Dilimiz işgal altında. Topraklarımız, limanlarımız, madenlerimiz, fabrikalarımız, işletmelerimiz, ormanlarımız satılıyor. En büyük tehlike demografik yapı değişiyor. Sınırlarımız kalbura döndü. Canı isteyen elini kolunu sallaya sallaya geliyor. Dilimizi bile öğrenmeden, kültürel uyum sağlayıp, sağlayamayacağına bakılmadan vatandaş yapılıyor. Üç kuruş için, Avrupa’nın sadece çöp deposu değil, oralara sığınmak isteyen niteliksiz (niteliklilerini seçip alıyorlar) insanların da deposu olduk. Seçimlerde oy kullanarak daha şimdiden ülkemizin geleceğini belirliyorlar. Bu politikalar sürerse, 2050 yılına gelindiğinde, ortada Türk ulusunun yerli bireylerinin sayısı, mülteci, sığınmacı gibi yabancı bireylerin sayısının altına düşecek. Bin yıllardır bu toprakların gerçek sahipleri azınlık konumunda olacak. “Milliyetçilerimizden” ses yok. Sosyal demokrat olduğunu söyleyenler ürkek ve çekingen. Sosyalistlerimiz hiç duymuyor, görmüyor. İnsan merak ediyor; milliyetçi, ulusalcı, yurtsever olup maddi ve manevi değerlerine sahip çıkmamanın temelleri nerelere dayanıyor? Söylemde aşırı hassasiyet gösterenlerin, gerçekte yaşananlara bu derece duyarsız oluşunu anlamakta zorlanıyorum. Burada öncelikli olarak var olan ve “milliyetçi” olduğunu iddia eden partilerin fikri temellerini siyasi partilere taşıyan üç isimden çok kısaca söz edeceğim.
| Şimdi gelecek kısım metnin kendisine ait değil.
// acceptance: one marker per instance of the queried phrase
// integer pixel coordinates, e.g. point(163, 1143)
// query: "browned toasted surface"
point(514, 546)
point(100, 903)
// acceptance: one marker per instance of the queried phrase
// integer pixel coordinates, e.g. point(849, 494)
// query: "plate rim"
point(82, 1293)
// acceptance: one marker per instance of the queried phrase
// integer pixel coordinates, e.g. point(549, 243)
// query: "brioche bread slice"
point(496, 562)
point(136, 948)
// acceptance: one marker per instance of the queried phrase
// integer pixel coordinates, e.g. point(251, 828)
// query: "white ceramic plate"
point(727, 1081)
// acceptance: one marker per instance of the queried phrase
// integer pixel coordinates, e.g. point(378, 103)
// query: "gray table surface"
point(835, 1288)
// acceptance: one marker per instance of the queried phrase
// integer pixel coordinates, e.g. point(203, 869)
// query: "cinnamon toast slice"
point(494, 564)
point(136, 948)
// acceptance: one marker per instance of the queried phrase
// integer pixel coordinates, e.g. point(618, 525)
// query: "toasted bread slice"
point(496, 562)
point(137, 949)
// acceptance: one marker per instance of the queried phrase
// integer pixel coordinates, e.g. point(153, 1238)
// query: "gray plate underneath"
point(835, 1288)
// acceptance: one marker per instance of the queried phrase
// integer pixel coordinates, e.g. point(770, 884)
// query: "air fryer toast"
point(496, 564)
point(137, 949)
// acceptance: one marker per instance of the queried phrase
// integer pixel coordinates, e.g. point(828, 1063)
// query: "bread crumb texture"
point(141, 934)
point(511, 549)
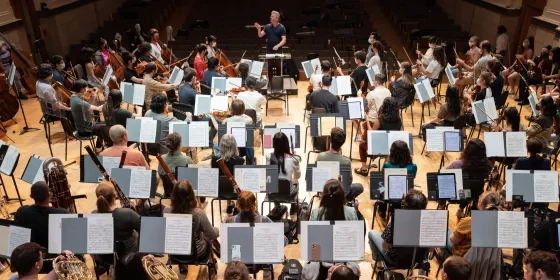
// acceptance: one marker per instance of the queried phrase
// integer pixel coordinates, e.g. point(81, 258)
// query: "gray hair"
point(228, 147)
point(117, 133)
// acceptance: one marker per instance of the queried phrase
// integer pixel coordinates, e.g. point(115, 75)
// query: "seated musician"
point(36, 216)
point(82, 112)
point(130, 74)
point(323, 98)
point(27, 260)
point(478, 68)
point(388, 119)
point(381, 244)
point(184, 201)
point(338, 137)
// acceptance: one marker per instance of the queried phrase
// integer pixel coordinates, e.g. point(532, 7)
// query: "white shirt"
point(253, 100)
point(501, 43)
point(375, 98)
     Tarihimizde milliyetçilerimizin fikir babaları her ne kadar İsmail Gaspıralı, Genç Osmanlılar (Namık Kemal, Ali Suavi, Ziya Paşa, Mithat Paşa) Ziya gökalp, Yusuf Akçura gibi isimlere dayansa da günümüzdeki milliyetçi-İslâmcı partilerin esinlendiği üç temel isim vardır. Hüseyin Nihal Atsız, Alparslan Türkeş ve Necip Fazıl Kısakürek. Bu üç isim yakın tarihimizde üzün süre birlikteydiler. Sonraları karşı karşıya gelmiş ve özellikle Türkeş ve Atsız arasında amansız çatışmalar sonunda ayrışmalar oldu. Bu üç ismin fikir dünyaları inişli çıkışlıdır. Her üç isim de sert mizaçlıdır. Her üç isim de güçlü kalemlerdir. Ancak her üçü de Kemalizm’i zaman zaman benimseyen, zaman zaman yeren, bir anlayış geliştirdiler.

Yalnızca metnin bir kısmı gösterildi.